8995- Halid b. Zekvan der ki: Rubeyyi' binti Muavviz b. Afra'ya, AşOra günü orucunu sorduğumda şu karşılığı verdi: Resulullah (Sallallahu aleyhi ve Sellem), AşOra gününün sabahında Medine'nin civar köylerinde bulunan Ensarlılara:

"Bugüne oruçla başlayanlar oruçlarına devam etsinler. Yemek yemiş olanlar ise günün kalan kısmını oruçlu geçirsinler'' şeklinde haber gönderdi. Daha sonraları ise bu günde hep oruç tuttuk ve küçük çocuklarımıza da tutturduk. Çocuklara pamuktan oyuncaklar yapar götürürdük. Yemek için ağladıkları zaman da iftar vakti gelene dek bu oyuncakları kendilerine verirdik.

 

Müslim, Sahih'de Yahya b. Yahya'dan ve Buhari ile Müslim, Bişr b. Fadl kanalıyla Halid'den: "Mescide götürürdük" ziyadesiyle tahric etmişlerdir.(--- Buhari, savm (1960) ve Müslim, savm (136/1136).

 

8996- Bu, salih kişilerin ve Müslümanların şiarı idi. Onlar, Abdullah b. Mes'ud'un: "Çocuklarınızın namaz kılmasına önem gösterin. Sonra onları hayır işlemeye alıştırın, zira hayır işlemek adetle (alışkanlıkla) kaimdir" demesi gibi çocuklarını oruca, namaza ve hayırlı şeyler işlemeye alıştırmaktaydılar.(--- İbn Ebi Şeybe, Musannef (1/348).

 

8997- Hz.
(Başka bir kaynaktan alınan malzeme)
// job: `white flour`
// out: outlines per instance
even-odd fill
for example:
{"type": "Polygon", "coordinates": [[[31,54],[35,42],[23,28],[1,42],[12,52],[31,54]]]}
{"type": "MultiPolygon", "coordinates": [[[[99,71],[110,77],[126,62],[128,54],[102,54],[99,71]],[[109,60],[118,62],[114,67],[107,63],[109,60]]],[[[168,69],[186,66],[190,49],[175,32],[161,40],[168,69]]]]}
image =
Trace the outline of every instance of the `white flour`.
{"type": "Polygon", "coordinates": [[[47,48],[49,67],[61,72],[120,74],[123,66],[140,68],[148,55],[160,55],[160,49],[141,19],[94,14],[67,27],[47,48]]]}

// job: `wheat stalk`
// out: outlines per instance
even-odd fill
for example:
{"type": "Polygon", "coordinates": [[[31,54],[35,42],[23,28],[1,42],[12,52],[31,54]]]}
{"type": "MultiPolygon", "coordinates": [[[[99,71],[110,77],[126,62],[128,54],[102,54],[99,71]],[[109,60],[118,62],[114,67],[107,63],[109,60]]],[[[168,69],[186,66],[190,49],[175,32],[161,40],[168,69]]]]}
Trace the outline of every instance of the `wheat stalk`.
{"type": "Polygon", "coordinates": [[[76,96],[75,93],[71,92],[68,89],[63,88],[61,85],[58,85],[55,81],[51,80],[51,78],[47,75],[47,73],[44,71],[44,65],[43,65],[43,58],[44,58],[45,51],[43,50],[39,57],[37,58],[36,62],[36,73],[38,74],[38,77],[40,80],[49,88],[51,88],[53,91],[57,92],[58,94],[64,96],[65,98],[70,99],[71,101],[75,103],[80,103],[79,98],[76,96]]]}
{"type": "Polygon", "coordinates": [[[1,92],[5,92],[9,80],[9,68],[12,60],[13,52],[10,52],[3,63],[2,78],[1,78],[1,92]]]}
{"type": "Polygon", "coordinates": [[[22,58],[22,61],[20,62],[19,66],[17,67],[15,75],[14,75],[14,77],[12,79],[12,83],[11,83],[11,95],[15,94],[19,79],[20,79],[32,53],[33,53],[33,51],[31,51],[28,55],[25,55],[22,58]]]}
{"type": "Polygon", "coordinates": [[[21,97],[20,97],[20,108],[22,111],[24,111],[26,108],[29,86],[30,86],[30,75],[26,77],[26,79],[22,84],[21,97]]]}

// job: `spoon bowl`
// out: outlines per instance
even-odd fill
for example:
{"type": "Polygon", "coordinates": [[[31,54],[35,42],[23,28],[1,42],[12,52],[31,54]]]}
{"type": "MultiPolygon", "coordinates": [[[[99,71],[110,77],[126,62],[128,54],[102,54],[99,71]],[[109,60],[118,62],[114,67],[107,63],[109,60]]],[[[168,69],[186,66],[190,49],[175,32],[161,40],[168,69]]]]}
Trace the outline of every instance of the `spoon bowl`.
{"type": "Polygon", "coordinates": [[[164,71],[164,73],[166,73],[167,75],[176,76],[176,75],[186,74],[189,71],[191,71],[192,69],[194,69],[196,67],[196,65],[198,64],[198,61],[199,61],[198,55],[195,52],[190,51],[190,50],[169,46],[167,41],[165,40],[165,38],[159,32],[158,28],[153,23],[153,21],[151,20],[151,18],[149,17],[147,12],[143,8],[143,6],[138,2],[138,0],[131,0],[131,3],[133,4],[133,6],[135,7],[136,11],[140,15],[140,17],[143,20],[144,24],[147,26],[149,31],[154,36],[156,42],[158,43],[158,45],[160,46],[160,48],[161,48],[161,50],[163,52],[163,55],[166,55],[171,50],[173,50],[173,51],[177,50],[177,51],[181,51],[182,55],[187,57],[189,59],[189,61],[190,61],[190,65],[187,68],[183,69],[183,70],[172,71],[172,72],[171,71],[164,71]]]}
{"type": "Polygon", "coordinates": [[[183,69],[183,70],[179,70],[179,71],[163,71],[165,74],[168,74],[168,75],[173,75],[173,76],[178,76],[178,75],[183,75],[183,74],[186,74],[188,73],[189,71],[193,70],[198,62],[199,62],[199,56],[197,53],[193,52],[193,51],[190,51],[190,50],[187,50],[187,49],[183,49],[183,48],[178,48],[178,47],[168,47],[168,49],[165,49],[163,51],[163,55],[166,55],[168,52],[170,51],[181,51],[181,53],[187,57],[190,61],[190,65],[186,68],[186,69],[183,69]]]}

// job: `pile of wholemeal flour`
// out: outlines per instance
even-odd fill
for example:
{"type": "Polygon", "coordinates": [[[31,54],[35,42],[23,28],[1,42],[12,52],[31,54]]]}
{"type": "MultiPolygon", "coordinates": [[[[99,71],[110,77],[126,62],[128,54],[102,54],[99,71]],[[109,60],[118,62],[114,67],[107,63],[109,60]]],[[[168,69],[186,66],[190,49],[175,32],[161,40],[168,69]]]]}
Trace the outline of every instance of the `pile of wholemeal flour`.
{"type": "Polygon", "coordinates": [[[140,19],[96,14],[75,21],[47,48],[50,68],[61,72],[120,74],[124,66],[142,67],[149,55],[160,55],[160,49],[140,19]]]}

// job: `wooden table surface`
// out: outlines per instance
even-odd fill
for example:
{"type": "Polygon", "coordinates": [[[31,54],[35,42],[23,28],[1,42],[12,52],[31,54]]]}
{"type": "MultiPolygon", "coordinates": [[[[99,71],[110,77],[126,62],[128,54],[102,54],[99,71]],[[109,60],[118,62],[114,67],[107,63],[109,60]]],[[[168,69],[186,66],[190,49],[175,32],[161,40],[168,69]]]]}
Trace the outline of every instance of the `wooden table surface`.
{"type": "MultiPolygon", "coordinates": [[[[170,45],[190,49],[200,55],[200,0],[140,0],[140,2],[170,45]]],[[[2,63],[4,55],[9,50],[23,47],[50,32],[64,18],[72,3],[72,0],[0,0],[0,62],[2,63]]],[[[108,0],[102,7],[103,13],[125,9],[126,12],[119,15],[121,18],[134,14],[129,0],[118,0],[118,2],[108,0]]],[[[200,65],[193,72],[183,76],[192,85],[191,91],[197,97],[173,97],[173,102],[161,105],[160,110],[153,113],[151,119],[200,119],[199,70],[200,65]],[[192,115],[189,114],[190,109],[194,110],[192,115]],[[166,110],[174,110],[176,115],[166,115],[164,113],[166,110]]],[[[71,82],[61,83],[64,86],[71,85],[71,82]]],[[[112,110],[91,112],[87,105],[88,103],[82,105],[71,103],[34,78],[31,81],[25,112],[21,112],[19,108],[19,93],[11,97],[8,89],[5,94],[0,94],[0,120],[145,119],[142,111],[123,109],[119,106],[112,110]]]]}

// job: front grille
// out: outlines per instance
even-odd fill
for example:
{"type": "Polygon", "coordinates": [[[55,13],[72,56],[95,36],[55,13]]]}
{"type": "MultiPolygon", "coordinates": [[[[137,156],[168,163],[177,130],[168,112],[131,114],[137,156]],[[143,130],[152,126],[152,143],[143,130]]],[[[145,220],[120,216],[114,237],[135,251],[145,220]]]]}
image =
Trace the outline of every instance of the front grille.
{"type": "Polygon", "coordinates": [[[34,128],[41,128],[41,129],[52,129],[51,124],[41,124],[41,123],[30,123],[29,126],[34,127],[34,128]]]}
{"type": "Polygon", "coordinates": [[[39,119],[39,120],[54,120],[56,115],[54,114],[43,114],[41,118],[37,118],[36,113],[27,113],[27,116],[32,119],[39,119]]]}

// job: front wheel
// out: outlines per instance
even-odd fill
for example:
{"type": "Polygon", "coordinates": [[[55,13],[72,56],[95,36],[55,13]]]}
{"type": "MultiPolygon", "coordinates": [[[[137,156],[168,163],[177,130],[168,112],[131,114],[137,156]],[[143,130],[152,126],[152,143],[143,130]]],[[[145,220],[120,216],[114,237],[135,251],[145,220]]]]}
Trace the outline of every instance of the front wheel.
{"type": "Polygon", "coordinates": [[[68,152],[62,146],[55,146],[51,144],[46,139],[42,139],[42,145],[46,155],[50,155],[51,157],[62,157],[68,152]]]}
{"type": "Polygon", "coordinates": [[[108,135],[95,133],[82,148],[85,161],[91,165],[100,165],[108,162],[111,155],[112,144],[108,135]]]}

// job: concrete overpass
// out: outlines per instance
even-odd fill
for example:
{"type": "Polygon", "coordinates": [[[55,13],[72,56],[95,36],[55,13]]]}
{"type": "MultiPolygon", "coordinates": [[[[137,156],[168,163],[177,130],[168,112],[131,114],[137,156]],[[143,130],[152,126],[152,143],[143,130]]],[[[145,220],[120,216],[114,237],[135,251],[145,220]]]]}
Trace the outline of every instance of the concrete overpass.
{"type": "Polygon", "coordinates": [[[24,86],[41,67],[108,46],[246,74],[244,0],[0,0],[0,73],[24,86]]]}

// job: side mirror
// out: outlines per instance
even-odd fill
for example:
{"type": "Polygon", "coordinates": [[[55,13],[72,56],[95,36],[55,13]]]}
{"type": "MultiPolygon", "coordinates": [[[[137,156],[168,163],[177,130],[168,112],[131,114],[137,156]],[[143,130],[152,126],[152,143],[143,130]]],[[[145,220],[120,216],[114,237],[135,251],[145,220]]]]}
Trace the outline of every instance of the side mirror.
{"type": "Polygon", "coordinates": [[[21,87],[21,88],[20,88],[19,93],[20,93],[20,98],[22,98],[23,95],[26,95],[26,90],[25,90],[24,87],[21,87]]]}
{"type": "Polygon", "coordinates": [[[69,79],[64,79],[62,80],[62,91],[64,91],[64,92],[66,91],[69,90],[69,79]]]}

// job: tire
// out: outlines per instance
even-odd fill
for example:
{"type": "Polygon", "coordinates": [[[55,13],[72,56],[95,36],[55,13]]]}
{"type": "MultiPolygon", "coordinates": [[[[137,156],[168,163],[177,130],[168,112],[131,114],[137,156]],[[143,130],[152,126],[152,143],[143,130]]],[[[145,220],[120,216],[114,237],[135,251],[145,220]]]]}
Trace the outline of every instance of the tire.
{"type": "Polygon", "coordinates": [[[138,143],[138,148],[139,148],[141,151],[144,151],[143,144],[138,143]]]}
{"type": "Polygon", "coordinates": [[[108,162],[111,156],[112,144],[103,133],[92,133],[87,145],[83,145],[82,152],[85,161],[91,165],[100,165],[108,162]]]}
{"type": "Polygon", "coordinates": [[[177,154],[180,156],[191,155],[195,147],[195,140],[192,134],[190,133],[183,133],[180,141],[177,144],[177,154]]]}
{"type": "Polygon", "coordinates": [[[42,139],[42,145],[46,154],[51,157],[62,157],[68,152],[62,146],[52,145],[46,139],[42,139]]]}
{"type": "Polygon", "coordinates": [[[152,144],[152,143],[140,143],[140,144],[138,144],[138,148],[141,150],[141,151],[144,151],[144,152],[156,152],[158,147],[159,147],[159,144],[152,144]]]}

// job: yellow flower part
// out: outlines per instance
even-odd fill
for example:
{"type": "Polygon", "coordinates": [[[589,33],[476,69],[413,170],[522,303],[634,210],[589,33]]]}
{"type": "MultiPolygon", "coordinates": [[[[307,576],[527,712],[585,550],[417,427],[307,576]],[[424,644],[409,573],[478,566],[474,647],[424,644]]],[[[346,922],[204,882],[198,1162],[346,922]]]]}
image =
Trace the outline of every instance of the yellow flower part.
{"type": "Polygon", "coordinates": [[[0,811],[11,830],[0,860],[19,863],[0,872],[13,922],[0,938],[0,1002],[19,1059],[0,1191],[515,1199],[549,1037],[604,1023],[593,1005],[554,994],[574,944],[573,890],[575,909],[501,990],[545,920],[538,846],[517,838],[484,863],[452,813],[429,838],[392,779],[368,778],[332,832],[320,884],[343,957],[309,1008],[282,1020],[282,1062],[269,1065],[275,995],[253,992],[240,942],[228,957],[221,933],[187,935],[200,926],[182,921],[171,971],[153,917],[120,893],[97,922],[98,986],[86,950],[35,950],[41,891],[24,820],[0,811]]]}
Peygamber (Sallallahu aleyhi ve Sellem) zamanında, Allah Resulü'nden (Sallallahu aleyhi ve Sellem) sonra halifelerin ve onlardan sonra yollarında gidenlerin zamanında böyle yapanlardan bize ulaşan habere göre onların veya bir kısmının veya Resulullah'ın (Sallallahu aleyhi ve Sellem) ashabından komşularının buna yetiştikleri konusunda bir şüphemiz yoktur. Eğer bu mekruh olsaydı onlar bunu kabul etmezlerdi. Çocuklarının açlıktan zarar görmemesi için onların sadece bir gün yemek yemeyip oruç tutmalarını sağlarlardı.

 

8998- Tahavi'nin: "Bu, bize göre caiz bir şey değildir. Çünkü onlar oruç ve namazla mükellef değildirler. Allah kalemi onların üzerinden kaldırmıştır" demesinin bir manası yoktur. Zira onlar, çocuklarına orucu, namazı ve hayırlı şeyleri öğretip bunların bereketine nailolacaklarını umarak böyle yapmaktadırlar. Büyüdüklerinde bunları hakkıyla biliyor olmaları için daha çocuk iken bunlara alıştırmakta ve bunları öğretmektedirler.

 

8999- Çocuklarla birlikte haccedip telbiye getirmeleri de bu gayeye matuftur.

 

9000- Resulullah'a (Sallallahu aleyhi ve Sellem) hacceden hevdec'deki bir çocuk getirilince, Allah'ın Resulü hem onun, hem ona hac yaptıranların sevap kazandıklarını sabit (sahih) bir şekilde bildirmişken, çocuğa daha yedi yaşında iken namazın emredilmesini, on yaşına geldiğinde (eğer kılmazsa) dövülmesini emretmişken bu nasıl olur(da caiz olmaz) ki? Bütün bunlar daha kalem onların amellerini yazmazken olmaktadır. Doğruya Allah'ın sayesinde ulaşılır.

 

9001- Seleme b. el-Ekva' der ki: Resulullah (Sallallahu aleyhi ve Sellem), Aşura günü Eslem'den bir adamı insanlara: "Bugün Aşurd günüdür. Yemek yiyen veya içen (oruca niyet etmeyen) artık bir şey yemesin (oruca niyet etsin). Yemeyen ve içmeyen (oruca niyet eden) kişi de orucunu tamamlasın'' diye seslenmesi için gönderdi.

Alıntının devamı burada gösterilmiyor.